Advanced Topics
===============
.. currentmodule:: ampligraph.datasets

.. automodule:: ampligraph.datasets

.. _advanced_topics:

This section is meant as a brief introduction to AmpliGraph's data pipeline. Advanced users may use it as a starting
point to understand how to train their models on custom datasets which are extremely large and do not fit either on CPU
or GPU memory.

The first element of AmpliGraph's data pipeline is a data handler, that leverages the
:class:`GraphDataLoader` class to load large datasets. This data loader takes data from a source
and stores it in a certain backend. If, when initializing the :class:`GraphDataLoader`, we specify as
argument ``backend=NoBackend`` (default), we opt for storing data in memory, i.e., we are not using any backend.
If, on the other hand, we set ``backend=SQLiteAdapter``, then we initialize a backend that relies on
`SQLite <https://www.sqlite.org/index.html>`_. In this case, data is persisted on disk and is later loaded in memory in
chunks, so to avoid overloading the RAM. This is the option to choose for handling massive datasets.

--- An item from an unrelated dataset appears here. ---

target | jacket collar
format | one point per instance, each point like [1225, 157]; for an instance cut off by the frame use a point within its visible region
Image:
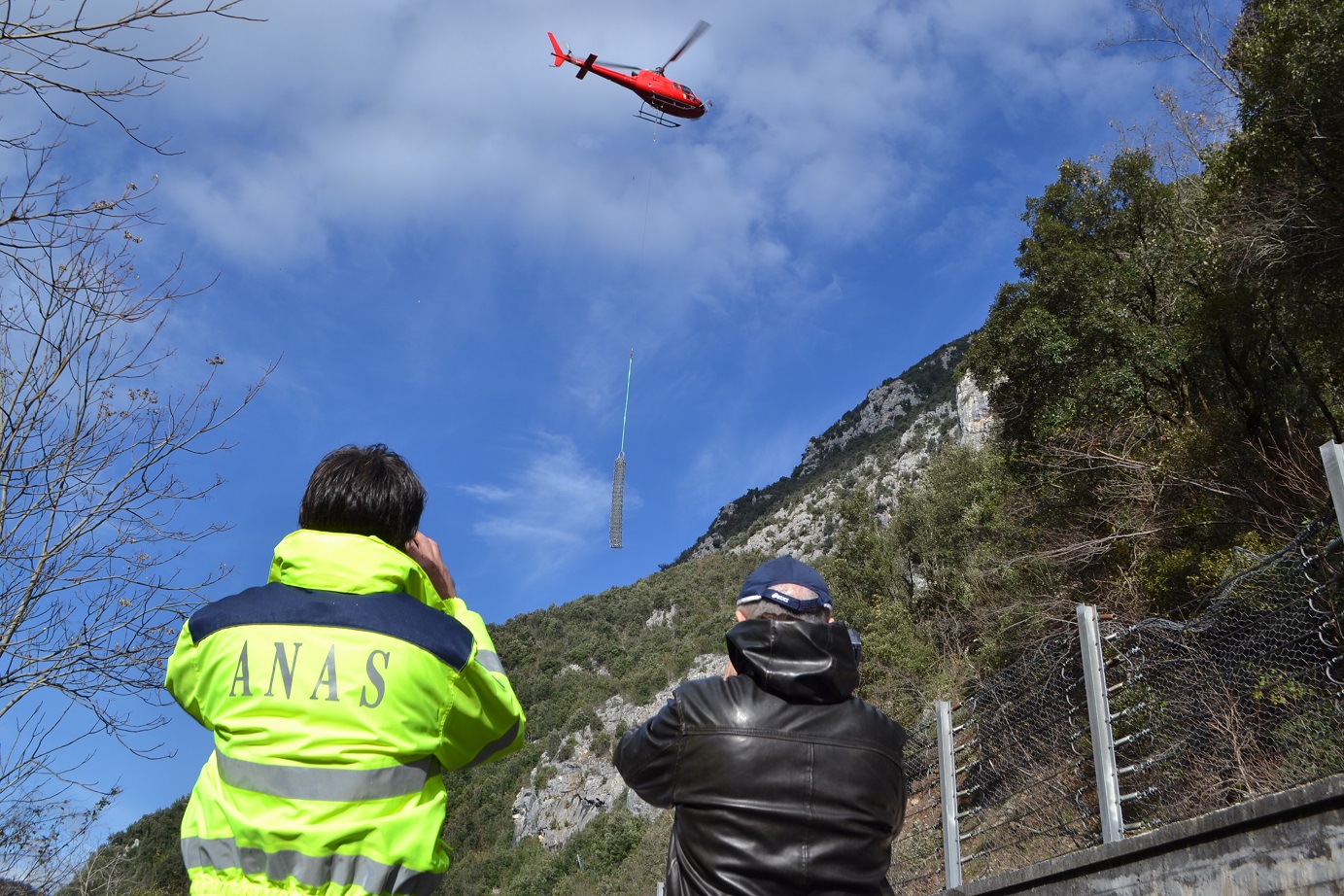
[797, 661]
[348, 565]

The instantiation of a backend is not by itself sufficient. Indeed, it is capital to specify how the chunks
we load in memory are defined. This is equivalent to tackle the problem of graph partitioning.
Partitioning a graph amounts to split its nodes into :math:`P` partitions sized to fit in memory.
When loading the data, partitions are created and singularly persisted on disk. Then, during training, single partitions
are loaded in memory and the model is trained on it. Once the model finishes operating on one partition, it unloads it
and loads the next one.

There are many possible strategies to partition a graph, but in AmpliGraph we recommend to use the default
option, the :class:`BucketGraphPartitioner` strategy, as its runtime performance are much better than
the others baselines.

For more details about the data pipeline components see the API below:

.. autosummary::
    :toctree:
    :template: class.rst

    GraphDataLoader
    BucketGraphPartitioner